Ortaya çıkan yönetilemezlik hali daha çok baskı ve sindirme operasyonu ile denetim altına alınmak istenecek. Ancak bu tablo da vicdanlara daha çok hitap edebilecek bir ortam yaratıyor. Araf’ta duran, sadece kendi çevresine değil toplumun tümüne hitap edebilen, herkesin özgürlüğünü kendi özgürlüğünün koşulu olarak görebilen bir vicdan hareketi hegemonik bir hale gelebilir. Tek adamın sınırsız iktidarının nasıl bir güvencesizlik anlamına geleceği, ülkenin koca bir merdivenaltı atölyeye dönüşeceği, büyük patrondan iş alamamaktan deli gibi korkan patronun işçilerin canını istediği gibi çıkarabildiği bir neo-liberal işlikte yaşamanın nasıl bir azap olacağı rahatlıkla anlatılabilir. Bütün mesele, engellemeleri zekice ve ısrarlıca aşabilecek, vicdanlara hitap etmeyi başaracak bir akıl ortaya koyabilmekten geçiyor.
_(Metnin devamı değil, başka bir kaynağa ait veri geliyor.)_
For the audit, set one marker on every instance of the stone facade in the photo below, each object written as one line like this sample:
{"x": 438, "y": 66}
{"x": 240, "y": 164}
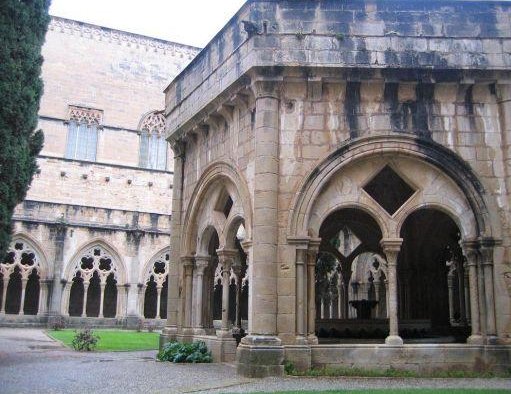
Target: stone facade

Yüksel Taşkın Hoca’nın Abbasağa dersinde söylediği gibi: “Bana düşmanlık yapanlara verebileceğim en büyük ceza adalettir. Biz de onlara adaleti vereceğiz, onlar gibi çirkinleşmeyeceğiz. Biz onlara benzersek insanlıktan utanırız. Biz insan kalarak kazanacağız, hiç şüpheniz olmasın.”